Though lately I've been thinking how nice it would be to have somewhere permanent to put all my books. And the idea of settling, while it doesn't seem to be in my near future, is becoming less antithetical. The library thing, I bet, would be the tipping point. That, and maybe having someone with whom to share it.
So, yes, I suppose that I have developed some external desires as time has passed on. Though I've lost some as well, so maybe it all balances out.
what any of this means
I honestly don't know. The difference is that while at one point I really really would've needed to know, I'm actually quite happy with not understanding and just seeing how it goes from here.
032401
1. A quiet day turning twenty-eight with the family.

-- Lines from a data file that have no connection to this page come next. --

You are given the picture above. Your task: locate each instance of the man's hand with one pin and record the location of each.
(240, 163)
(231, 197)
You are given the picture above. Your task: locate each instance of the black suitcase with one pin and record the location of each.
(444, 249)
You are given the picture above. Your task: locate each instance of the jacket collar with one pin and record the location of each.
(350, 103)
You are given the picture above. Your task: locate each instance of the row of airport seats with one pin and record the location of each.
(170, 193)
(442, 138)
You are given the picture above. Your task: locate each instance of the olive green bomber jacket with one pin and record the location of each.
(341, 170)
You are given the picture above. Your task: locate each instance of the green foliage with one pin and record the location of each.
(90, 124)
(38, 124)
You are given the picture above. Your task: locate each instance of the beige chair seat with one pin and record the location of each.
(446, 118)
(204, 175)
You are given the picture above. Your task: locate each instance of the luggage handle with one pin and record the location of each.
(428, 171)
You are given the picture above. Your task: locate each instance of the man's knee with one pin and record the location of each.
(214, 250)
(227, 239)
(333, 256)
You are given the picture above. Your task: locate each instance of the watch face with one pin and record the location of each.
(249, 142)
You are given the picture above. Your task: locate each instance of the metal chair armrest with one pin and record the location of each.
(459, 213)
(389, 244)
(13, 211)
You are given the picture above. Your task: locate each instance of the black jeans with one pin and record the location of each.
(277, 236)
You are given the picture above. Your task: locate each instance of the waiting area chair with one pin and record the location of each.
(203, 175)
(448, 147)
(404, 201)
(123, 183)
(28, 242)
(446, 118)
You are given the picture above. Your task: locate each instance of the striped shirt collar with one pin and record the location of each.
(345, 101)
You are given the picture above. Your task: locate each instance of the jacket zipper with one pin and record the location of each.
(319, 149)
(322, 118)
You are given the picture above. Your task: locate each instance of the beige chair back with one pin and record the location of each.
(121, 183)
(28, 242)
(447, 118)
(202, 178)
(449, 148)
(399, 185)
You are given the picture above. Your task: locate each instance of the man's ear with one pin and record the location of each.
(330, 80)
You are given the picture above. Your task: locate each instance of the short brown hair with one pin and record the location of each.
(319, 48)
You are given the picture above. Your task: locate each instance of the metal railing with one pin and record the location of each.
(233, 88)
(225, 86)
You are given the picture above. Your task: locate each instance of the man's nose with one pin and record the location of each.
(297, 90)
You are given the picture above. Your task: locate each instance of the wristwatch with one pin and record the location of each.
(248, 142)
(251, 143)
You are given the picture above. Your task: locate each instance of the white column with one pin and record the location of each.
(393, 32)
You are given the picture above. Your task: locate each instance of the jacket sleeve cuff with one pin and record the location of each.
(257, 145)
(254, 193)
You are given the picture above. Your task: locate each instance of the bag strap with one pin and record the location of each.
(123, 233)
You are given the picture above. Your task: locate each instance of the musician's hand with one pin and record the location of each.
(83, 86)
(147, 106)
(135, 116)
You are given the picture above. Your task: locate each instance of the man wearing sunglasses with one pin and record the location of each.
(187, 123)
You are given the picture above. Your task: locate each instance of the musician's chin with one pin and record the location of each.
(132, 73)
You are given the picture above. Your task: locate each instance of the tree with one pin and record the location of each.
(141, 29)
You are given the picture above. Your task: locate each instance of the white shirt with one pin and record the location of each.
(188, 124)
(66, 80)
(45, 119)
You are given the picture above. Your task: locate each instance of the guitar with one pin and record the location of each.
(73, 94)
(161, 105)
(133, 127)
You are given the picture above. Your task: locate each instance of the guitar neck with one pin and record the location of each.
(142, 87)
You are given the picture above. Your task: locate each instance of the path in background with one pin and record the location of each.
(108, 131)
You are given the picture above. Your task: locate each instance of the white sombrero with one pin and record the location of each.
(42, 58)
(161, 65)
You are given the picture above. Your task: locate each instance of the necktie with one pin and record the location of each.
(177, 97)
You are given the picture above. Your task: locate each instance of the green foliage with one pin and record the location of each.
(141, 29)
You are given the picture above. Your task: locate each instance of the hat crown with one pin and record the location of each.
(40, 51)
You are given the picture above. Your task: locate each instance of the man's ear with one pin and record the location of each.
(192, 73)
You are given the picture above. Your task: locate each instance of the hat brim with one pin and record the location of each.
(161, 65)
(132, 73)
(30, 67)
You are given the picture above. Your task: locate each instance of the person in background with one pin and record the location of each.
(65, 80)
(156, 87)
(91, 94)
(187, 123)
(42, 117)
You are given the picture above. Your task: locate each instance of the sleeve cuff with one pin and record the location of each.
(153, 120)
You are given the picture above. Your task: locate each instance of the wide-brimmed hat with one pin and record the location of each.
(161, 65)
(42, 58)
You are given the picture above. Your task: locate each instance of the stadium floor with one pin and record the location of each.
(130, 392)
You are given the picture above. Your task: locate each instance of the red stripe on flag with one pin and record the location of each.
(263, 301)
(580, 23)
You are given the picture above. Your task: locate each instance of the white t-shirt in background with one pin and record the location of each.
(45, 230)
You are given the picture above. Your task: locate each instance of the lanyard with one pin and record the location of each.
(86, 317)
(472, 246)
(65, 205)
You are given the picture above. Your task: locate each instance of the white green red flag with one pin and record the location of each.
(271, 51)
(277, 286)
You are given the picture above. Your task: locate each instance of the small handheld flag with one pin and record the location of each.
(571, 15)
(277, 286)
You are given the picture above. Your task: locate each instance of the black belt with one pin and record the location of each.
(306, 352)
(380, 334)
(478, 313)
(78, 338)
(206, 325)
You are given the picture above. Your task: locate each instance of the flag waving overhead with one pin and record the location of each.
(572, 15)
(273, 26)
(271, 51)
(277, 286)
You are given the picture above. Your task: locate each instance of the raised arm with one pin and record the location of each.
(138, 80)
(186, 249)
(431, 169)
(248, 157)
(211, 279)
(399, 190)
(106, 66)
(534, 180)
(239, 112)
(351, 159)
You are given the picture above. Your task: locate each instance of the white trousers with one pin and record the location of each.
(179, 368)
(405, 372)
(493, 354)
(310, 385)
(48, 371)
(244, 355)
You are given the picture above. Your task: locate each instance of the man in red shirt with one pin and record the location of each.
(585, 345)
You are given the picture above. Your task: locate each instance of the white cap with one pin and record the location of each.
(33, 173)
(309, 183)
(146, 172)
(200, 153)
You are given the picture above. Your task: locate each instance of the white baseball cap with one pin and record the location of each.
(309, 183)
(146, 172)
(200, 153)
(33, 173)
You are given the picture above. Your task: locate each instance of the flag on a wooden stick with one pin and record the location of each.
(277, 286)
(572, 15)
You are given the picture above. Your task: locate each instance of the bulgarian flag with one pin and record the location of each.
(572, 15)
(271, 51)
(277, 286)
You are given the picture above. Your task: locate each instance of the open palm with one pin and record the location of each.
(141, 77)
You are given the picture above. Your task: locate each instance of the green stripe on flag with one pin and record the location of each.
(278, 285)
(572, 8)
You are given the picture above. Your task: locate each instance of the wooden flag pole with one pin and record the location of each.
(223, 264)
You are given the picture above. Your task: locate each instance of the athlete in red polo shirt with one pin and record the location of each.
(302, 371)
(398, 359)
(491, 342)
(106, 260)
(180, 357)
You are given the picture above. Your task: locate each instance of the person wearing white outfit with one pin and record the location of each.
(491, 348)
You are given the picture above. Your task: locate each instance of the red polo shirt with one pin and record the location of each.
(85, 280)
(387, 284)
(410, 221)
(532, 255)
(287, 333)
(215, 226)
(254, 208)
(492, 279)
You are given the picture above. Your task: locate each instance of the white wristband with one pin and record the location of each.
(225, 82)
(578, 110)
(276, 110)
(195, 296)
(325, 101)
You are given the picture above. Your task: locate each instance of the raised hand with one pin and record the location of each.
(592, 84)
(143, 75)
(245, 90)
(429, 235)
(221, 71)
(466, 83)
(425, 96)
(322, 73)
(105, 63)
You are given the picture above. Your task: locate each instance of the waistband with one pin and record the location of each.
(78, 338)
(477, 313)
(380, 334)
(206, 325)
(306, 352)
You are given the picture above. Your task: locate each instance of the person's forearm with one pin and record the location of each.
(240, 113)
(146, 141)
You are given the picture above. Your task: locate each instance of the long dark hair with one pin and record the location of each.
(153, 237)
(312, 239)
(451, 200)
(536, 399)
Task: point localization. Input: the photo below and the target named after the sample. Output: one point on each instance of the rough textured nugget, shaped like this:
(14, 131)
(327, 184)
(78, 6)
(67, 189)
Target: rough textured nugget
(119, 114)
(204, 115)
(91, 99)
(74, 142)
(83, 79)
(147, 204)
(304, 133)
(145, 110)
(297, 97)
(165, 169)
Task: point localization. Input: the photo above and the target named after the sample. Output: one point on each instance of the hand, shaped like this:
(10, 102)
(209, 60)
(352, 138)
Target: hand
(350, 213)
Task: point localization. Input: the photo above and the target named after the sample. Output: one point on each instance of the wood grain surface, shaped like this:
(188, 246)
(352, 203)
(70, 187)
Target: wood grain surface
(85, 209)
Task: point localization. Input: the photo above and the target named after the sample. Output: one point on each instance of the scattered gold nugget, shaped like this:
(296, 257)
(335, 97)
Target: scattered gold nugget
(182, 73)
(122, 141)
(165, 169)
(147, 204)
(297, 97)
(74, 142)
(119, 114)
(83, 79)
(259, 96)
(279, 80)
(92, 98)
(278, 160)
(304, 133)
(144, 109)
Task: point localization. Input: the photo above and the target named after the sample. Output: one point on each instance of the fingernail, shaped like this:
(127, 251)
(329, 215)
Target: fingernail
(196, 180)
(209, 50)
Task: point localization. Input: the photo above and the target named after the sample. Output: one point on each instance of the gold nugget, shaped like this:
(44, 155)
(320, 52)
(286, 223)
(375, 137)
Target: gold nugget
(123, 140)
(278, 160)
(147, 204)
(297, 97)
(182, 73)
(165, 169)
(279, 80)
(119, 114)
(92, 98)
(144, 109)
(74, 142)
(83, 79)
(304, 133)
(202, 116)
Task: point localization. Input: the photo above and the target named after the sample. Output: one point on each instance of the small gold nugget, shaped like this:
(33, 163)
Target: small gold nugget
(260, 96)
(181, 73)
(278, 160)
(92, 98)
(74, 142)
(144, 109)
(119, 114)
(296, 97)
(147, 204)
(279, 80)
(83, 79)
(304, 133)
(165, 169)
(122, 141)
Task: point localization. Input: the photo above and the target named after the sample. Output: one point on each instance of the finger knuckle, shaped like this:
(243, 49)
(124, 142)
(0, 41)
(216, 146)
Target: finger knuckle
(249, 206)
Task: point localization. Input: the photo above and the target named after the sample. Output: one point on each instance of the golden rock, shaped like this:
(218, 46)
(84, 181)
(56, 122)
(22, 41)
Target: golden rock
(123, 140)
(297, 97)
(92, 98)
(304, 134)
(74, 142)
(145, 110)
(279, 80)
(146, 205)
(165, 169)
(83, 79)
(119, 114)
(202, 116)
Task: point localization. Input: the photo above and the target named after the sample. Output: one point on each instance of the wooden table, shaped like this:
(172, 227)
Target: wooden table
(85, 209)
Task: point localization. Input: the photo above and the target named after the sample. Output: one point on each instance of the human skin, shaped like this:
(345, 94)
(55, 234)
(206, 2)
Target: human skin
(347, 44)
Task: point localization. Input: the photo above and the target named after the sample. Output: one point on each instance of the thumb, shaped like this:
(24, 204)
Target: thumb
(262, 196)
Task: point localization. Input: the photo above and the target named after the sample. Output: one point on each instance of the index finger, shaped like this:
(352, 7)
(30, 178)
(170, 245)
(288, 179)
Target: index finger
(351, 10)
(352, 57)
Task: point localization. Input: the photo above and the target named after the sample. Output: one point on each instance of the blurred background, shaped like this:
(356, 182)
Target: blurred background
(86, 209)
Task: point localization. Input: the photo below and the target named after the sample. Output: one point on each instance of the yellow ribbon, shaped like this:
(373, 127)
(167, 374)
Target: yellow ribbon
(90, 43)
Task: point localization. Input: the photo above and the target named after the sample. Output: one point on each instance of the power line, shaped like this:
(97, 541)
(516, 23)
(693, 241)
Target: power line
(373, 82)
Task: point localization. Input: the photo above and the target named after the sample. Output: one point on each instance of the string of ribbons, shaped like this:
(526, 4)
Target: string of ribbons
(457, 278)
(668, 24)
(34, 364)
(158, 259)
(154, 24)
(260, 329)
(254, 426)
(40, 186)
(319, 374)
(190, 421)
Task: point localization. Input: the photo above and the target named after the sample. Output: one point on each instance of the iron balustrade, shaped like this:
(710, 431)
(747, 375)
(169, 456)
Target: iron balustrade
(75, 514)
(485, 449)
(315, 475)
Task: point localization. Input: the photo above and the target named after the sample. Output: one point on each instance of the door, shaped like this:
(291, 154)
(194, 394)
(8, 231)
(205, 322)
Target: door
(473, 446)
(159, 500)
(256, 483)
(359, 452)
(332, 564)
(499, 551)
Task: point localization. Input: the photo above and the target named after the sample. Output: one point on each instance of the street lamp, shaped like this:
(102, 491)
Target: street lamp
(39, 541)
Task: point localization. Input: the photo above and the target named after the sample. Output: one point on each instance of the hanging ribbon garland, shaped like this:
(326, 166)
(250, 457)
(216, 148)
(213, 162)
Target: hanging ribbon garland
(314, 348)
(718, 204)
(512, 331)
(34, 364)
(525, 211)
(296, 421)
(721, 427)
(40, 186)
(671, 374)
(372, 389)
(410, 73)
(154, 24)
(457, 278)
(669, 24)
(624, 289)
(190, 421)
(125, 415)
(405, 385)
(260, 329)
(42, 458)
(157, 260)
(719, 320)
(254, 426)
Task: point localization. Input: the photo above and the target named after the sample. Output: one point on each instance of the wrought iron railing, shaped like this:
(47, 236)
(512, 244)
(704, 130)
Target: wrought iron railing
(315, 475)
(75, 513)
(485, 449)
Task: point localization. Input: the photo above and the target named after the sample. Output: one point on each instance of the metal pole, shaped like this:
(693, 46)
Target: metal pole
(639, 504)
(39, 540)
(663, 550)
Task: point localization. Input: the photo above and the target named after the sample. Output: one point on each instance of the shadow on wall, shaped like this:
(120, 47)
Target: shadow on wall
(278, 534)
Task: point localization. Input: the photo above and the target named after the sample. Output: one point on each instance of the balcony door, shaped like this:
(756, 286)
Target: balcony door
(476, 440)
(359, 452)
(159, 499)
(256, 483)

One of the most diffuse birthdays I've ever had, very low-key and
spread out.
But full of great coincidental events that in the back of my head, I
thought of as birthday presents. Like me getting my offprints for my
paper, yay. Like the Mattaponi getting standing to proceed with their
lawsuit. Like getting kudos from another judge on our panel for this
supplemental memo that I wrote. Like increasing my military press by
another 10 lb step.
It is all irrational, of course, me treating these events as birthday
presents. My subconscious has conveniently ignored all the awful events
that have occured over the past week, like Shrub's repeal of various
environmental regulations, like his cutting the ABA out of the judicial
nomination process to make way for super right-wing, Federalist
nominations, stuff like this. I do not pretend to ascribe intellectual
meaning to my birthday week.
2. By Boston I mean Cambridge/Somerville.
3. Dan suggested making resolutions at birthday-time, and we even came up with one that I could make, but I forget what it was now. I have a terrible feeling it had something to do with my Mr. Spock approach to sports.
4. A nod to Fonda, and what she said for my FBI security check.
5. Even more strange, but perhaps not so consequential, is that I have become more and more tolerant of cats. I think this is at least partially because I know that I will be living with a cat next year, when I share an apartment with my friend Ed. Plus being able to watch Ed and his cat has helped rid me of some of my stereotypes of cats and little old women, as Ed is the total opposite of little old women. I still prefer dogs, though. And I like my iguana.
6. The little girl, by the way, was adorable. (Gah! What's with me? I actually enjoyed sitting next to a little kid! This should probably be in the growth category, too, though under some reluctant- to- admit subheading.) She had a funny, smirky smile, and kept exclaiming, "I'm gonna play with my nipples!"
7. Not being able to drive really helps.